Driving this tax jihad is the fact that the U.S. is one of only two countries in the world that levies income tax based on citizenship rather than residence. There are seven million U.S. expatriates around the world who are now caught up in this, and an estimated one million of those live in Canada. They include people who left the U.S. decades ago and are now citizens of other countries, people whose only connection to the U.S. is that one of their parents is an American, and people born in the U.S. but left as children. In the eyes of Uncle Sam they are all taxpayers.
FATCA represents the
most egregious example of extra-territorial reach the U.S. has ever attempted. It
will turn all the world’s banks into IRS auditors – at their own expense of
course – and apply US tax law on every country that allows it to happen. Its
impact is so onerous that, while the Act is now legally in force,
implementation has been delayed several times. The IRS has still not
published the final regulations needed for compliance with FATCA, and the
world’s banks have been given another year – to January 1, 2014 – to get their
reporting systems in order. FATCA is so complex that it is expected to take
several years for the entire reporting system to be phased in.
Why should we care? Because the Harper government is in the middle of negotiations with the U.S. to produce an intergovernmental agreement (IGA) that would impose U.S. tax law on Canada and turn Canadian banks into IRS auditors. Should this go forward, it would represent a colossal surrender of Canadian sovereignty and likely violates the Canadian Charter of Rights and Freedoms.
When initially approved in 2010, FATCA’s aim was to have every bank in the world enter an agreement with the IRS to show that it had taken steps to identify any Americans who might be account holders, and send their financial data to the IRS. The massive club wielded by the IRS to ensure compliance was quite simple – don’t do it and we’ll withhold 30 per cent from every U.S.-origin financial transaction that goes through your bank.
Canadian banks recognized immediately that such a system would violate all manner of federal and provincial financial privacy rules, and violate non-discrimination statutes in the Charter. They also recognized that the costs of complying with FATCA would be huge, and that the IRS “club” was so draconian that they could hardly thumb their nose at the United States. This is classic rock and hard place territory.
The solution – from the banks’ perspective – is to get Ottawa to sign an agreement with the U.S. that lets the banks report not to the IRS, but to the Canada Revenue Agency through existing forms and channels. This is seen as the lesser of two evils, and Ottawa appears to agree with them.
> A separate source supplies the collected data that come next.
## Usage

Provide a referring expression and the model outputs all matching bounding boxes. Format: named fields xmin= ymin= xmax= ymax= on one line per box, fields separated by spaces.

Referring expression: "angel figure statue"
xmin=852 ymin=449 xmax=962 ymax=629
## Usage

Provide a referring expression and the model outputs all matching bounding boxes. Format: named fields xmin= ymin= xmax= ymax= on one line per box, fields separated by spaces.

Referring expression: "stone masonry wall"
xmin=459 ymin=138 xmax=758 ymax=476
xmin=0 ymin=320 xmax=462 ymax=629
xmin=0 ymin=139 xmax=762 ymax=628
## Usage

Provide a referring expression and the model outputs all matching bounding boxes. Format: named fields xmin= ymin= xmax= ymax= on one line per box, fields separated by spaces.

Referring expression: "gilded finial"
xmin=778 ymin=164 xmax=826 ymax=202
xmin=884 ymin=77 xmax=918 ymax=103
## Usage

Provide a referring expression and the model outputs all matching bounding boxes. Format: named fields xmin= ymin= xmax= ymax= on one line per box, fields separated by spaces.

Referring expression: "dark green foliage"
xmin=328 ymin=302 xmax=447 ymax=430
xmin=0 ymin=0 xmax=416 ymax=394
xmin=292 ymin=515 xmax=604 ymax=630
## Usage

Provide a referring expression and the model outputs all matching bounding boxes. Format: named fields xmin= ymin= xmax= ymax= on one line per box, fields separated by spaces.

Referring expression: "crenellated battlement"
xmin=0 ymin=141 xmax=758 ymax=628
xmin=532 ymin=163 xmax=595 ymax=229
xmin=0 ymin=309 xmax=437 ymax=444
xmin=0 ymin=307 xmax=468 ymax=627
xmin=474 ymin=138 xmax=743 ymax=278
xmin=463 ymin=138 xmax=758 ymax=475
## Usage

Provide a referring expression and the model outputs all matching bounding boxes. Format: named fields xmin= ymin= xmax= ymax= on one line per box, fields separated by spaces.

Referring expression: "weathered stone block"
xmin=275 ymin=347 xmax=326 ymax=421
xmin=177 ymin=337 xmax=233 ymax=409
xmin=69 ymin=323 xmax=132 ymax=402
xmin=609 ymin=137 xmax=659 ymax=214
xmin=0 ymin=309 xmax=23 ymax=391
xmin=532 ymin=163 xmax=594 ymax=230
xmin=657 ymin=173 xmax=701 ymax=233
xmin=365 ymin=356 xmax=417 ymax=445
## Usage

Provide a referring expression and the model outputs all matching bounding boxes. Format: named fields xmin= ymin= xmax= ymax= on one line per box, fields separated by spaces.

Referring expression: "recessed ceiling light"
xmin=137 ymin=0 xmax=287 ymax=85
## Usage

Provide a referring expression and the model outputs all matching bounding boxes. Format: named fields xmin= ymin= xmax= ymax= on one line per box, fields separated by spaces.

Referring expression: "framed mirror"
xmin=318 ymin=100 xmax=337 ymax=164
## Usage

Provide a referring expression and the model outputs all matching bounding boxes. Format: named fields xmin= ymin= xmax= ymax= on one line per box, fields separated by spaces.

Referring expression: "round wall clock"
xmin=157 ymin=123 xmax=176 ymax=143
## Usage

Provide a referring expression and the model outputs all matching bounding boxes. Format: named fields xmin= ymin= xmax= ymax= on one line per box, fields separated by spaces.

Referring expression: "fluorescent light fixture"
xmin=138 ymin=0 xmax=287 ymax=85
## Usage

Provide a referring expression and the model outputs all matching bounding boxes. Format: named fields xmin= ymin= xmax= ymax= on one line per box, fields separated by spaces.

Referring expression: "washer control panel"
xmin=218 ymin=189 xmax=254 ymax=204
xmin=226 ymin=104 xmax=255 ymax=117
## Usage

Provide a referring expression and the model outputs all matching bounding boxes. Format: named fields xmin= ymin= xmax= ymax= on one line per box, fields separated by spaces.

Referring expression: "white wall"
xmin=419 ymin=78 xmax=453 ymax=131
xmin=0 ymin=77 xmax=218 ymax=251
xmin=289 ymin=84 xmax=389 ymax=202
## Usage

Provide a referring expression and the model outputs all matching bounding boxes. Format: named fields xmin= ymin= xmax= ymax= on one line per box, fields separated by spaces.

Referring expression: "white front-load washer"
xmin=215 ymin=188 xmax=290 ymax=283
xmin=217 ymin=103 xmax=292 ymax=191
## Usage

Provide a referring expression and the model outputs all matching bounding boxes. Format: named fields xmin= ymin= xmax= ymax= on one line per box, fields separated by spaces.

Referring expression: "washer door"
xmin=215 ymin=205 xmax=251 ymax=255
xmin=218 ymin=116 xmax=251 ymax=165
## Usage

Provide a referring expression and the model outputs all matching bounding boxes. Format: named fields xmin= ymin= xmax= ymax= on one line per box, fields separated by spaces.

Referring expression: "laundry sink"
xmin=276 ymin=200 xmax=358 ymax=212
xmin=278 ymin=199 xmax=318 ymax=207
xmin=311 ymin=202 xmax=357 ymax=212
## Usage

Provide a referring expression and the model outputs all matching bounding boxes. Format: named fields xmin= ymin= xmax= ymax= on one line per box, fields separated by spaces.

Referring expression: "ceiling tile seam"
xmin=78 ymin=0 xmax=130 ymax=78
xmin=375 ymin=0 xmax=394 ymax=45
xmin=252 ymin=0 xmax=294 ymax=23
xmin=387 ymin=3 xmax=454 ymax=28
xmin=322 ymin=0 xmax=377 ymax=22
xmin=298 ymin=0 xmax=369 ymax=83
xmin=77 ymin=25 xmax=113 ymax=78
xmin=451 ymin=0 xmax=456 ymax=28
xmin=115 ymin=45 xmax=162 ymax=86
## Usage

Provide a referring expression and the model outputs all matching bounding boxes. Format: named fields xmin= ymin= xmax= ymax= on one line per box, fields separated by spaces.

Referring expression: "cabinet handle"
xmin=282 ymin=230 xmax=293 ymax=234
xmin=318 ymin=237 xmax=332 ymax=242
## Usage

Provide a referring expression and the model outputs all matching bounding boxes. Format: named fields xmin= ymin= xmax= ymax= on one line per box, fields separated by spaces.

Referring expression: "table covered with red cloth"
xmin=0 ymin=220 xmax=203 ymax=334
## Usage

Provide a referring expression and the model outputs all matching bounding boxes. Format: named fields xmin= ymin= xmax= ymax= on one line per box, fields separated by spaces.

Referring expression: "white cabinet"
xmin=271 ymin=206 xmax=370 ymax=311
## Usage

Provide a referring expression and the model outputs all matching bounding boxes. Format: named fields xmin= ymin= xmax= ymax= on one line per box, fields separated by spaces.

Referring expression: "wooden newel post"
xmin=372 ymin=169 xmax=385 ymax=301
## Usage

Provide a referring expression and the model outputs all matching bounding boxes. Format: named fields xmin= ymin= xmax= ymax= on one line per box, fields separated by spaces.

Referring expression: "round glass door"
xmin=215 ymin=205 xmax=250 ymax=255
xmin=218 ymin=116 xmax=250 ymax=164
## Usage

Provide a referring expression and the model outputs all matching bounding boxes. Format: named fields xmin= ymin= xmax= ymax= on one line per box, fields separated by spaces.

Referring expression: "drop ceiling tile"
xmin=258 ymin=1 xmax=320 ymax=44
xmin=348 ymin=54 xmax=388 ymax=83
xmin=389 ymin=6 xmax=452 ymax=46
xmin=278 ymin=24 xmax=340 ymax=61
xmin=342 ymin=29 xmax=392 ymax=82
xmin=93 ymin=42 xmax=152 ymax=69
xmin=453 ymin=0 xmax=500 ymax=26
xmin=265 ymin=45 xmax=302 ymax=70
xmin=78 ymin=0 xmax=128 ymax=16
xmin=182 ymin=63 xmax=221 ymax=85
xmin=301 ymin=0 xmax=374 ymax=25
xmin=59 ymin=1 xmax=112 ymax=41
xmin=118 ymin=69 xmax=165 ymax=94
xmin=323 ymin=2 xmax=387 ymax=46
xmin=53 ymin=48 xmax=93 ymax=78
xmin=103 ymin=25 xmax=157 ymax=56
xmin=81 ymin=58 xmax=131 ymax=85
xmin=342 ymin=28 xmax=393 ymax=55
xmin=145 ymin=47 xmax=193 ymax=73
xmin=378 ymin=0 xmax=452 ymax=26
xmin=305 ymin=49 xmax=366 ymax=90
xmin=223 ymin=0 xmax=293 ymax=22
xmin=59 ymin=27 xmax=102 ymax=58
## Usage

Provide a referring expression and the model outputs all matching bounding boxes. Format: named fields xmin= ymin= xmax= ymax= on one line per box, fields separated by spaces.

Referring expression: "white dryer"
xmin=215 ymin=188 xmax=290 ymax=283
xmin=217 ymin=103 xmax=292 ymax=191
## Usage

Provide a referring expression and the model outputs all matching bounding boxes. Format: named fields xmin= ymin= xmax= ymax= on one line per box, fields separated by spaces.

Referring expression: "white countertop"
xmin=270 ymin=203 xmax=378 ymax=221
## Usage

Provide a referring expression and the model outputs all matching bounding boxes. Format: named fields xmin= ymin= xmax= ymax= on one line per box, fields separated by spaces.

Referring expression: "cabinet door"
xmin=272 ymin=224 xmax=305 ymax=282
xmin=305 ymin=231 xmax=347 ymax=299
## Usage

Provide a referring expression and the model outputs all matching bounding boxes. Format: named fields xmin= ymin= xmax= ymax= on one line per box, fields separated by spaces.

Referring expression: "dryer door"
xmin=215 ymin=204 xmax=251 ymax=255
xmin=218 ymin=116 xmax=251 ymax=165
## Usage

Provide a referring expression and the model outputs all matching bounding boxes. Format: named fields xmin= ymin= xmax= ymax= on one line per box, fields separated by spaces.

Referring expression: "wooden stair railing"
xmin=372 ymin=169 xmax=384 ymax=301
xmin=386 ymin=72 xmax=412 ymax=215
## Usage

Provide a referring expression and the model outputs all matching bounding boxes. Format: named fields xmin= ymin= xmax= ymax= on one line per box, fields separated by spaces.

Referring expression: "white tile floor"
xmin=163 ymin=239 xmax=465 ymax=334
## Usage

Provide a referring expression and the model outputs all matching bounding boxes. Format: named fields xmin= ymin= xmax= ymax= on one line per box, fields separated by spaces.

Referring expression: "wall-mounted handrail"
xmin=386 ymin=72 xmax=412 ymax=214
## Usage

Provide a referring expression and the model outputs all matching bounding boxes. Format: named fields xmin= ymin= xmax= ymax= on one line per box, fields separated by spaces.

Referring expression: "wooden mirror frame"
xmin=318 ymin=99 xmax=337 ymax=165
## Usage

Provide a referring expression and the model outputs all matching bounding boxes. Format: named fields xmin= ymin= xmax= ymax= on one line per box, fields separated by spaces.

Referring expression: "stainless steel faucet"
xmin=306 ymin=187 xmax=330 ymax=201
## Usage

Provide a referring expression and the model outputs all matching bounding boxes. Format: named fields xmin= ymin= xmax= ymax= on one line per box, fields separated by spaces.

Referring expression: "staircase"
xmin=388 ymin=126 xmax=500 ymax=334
Interestingly, this will significantly reduce the banks’ FATCA implementation costs by transferring the reporting responsibilities to CRA. In effect, Canadian taxpayers will be paying for the IRS audit costs.
It’s clear that the Harper government recognizes the sensitive nature of signing such a tax agreement with the U.S., because the plan is not to bring the details of such an agreement before Parliament, but instead simply seek Parliamentary approval (in another omnibus bill?) of an authorization to conclude a deal. The public will never see what Ottawa is giving the Americans until after it has been signed.
Where this might fall apart (and save both Canadian sovereignty and Canadian dignity) is through the application of the Charter. While an IGA helps the banks lower their costs, they still have to ask all their account holders if they are “U.S. Persons,” and that very question violates Charter provisions that prohibit discrimination on national origin or ethnicity. To put this in context, ask yourself what would happen if a bank, or any organization, sent out a questionnaire to account holders asking them if they are Muslims or Jews?
Peter Hogg, one of Canada’s leading Constitutional experts, sent a letter to the Finance Department last November, outlining a number of Charter concerns with any tax agreement signed with the U.S. – but he declined to make the letter public because he was attempting to arrange a meeting to discuss the issues.
If a tax IGA with the U.S. violates Canadian Charter rights, the question for Ottawa is, how would they get around it? Ottawa has never invoked the notwithstanding clause, and it’s hard to believe that even a Conservative government would do so for an agreement that has absolutely no benefit for Canada.
This issue – of huge significance to any Canadian who is a taxpayer or has a bank account (they will be paying for all this) has so far flown well below the radar. The U.S.-Canada talks on an agreement are shrouded in secrecy, neither opposition party has said a word about it, and the media pays very sporadic attention to it. That all has to change before the government signs away the country’s sovereignty.
Eds Note: This updated version clarifies the time frame for implementation of the Foreign Account Tax Compliance Act.